Invited to testify about an antiabortion bill with seven other doctors, Dr. Rosenberg was the only physician to condemn the proposed legislation, according to a New York Times report. In a rebuke to his colleagues, he said there was no scientific evidence that human life starts at conception and insisted that scientists who claimed otherwise had fallen prey to "personal biases."
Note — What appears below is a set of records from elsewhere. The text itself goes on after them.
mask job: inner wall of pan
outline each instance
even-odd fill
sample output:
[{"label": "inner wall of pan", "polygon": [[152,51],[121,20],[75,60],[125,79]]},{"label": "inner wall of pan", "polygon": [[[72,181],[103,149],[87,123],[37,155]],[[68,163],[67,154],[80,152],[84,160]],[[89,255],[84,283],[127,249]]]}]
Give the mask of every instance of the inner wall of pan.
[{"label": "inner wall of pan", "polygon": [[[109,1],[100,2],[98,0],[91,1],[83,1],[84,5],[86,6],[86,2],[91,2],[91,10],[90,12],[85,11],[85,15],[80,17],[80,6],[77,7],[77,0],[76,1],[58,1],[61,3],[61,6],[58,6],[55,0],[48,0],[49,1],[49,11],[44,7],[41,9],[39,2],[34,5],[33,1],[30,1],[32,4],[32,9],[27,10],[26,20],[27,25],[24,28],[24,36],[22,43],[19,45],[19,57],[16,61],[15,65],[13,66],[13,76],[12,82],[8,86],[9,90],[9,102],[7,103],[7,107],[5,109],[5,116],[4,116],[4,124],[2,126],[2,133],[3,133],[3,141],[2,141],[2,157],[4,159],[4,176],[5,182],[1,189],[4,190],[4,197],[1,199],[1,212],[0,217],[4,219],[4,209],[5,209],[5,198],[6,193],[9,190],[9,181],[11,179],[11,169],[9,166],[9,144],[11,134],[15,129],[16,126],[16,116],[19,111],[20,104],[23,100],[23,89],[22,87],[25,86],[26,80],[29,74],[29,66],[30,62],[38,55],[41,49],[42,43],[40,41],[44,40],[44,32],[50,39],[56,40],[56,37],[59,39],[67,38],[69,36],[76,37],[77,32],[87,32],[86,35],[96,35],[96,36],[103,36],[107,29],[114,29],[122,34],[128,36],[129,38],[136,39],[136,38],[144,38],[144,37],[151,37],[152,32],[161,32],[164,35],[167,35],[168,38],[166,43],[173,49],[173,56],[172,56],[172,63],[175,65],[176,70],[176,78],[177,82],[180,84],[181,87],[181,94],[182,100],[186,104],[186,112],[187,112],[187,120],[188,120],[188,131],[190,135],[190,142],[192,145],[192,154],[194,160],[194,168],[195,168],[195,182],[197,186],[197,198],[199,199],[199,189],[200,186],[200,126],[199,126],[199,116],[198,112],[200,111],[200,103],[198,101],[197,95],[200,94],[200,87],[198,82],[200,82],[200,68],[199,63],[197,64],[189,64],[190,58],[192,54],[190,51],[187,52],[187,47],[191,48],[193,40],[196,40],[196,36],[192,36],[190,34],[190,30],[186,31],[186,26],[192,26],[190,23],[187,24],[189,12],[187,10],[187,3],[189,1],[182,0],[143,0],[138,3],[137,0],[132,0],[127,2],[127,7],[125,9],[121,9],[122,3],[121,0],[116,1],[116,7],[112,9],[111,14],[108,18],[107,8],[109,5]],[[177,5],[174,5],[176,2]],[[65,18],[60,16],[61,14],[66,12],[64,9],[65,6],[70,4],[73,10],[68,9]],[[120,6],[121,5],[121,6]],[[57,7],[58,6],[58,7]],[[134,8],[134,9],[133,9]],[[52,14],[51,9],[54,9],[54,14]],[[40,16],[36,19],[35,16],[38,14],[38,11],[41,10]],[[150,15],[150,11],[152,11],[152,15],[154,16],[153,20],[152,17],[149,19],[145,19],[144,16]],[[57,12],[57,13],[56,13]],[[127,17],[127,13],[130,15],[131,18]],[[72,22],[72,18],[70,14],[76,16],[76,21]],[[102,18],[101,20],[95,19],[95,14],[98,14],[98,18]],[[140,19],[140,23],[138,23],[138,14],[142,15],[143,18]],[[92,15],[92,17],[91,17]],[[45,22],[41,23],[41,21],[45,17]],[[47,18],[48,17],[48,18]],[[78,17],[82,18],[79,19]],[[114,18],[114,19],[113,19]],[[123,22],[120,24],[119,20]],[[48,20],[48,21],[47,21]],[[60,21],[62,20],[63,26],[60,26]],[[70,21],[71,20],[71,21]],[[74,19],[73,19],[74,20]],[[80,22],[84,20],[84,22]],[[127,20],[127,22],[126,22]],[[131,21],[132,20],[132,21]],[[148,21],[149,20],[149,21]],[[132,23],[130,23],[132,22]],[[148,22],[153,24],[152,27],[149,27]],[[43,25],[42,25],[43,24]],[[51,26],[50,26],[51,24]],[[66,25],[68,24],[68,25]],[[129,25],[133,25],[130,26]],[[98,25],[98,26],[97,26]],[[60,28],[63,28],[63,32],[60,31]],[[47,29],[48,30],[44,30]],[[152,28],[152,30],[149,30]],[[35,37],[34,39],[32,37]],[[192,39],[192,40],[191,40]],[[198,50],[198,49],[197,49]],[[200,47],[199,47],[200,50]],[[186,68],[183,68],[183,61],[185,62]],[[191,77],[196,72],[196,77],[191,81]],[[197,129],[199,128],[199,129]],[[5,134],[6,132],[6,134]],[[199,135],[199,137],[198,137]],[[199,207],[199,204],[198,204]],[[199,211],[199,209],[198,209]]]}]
"Don't ask science and medicine to help justify" a ban on abortion, he told the committee, "because they cannot. Ask your conscience, your minister, your priest, your rabbi, or even your God, because it is in their domain that this matter resides." The bill died before it reached the Senate floor.

Beginning in 1984, Dr. Rosenberg served as dean of Yale's medical school, leading an institution of more than 900 full-time faculty members while raising money, recruiting professors and launching a new Office of Minority Affairs, part of his effort to support and bolster the number of non-White students and faculty at the school. He left after seven years to become the chief scientific officer at Bristol-Myers Squibb.

The job offered him a chance to help develop new medical treatments and foster links between academia and the pharmaceutical industry. But he "found the culture of business not nearly as comfortable as that in academia," he recalled in an autobiographical essay, "and barely managed to make it to mandatory retirement at age 65." He was soon hired at Princeton as a senior molecular biologist and professor.

Dr. Rosenberg's honors included the Kober Medal from the Association of American Physicians.

His marriage to Elaine Lewis ended in divorce. In 1979, he married Diane Drobnis, an editor for medical journals and textbooks, with whom he wrote a textbook of his own, "Human Genes and Genomes."

In addition to his wife, of Lawrenceville, survivors include three children from his first marriage, Robert Rosenberg of Reading, Pa., Diana Clark of North Clarendon, Vt., and David Korish of San José, Costa Rica; a daughter from his second marriage, Alexa Rosenberg of Washington; a brother; six grandchildren; and a great-grandson.

Delivering a speech to the American Society of Human Genetics after he was elected the group's president, Dr. Rosenberg addressed his "weary, wary and worried" colleagues, offering a bit of career and life advice:

"When your experiments don't work, or your grant deadline is approaching, or your patients appear ungrateful, don't unburden yourself to [your young colleagues]. Lock yourself in the closet, jog, complain to your spouse, have a beer, but don't frighten the kids. They might just take you seriously. If you must tell it like it is, please be sure to give equal time to the privileges and pleasures of academic life, to the dazzling sense of well-being that follows a scientific discovery, and to the excitement that each of us knows lies beyond our current horizons."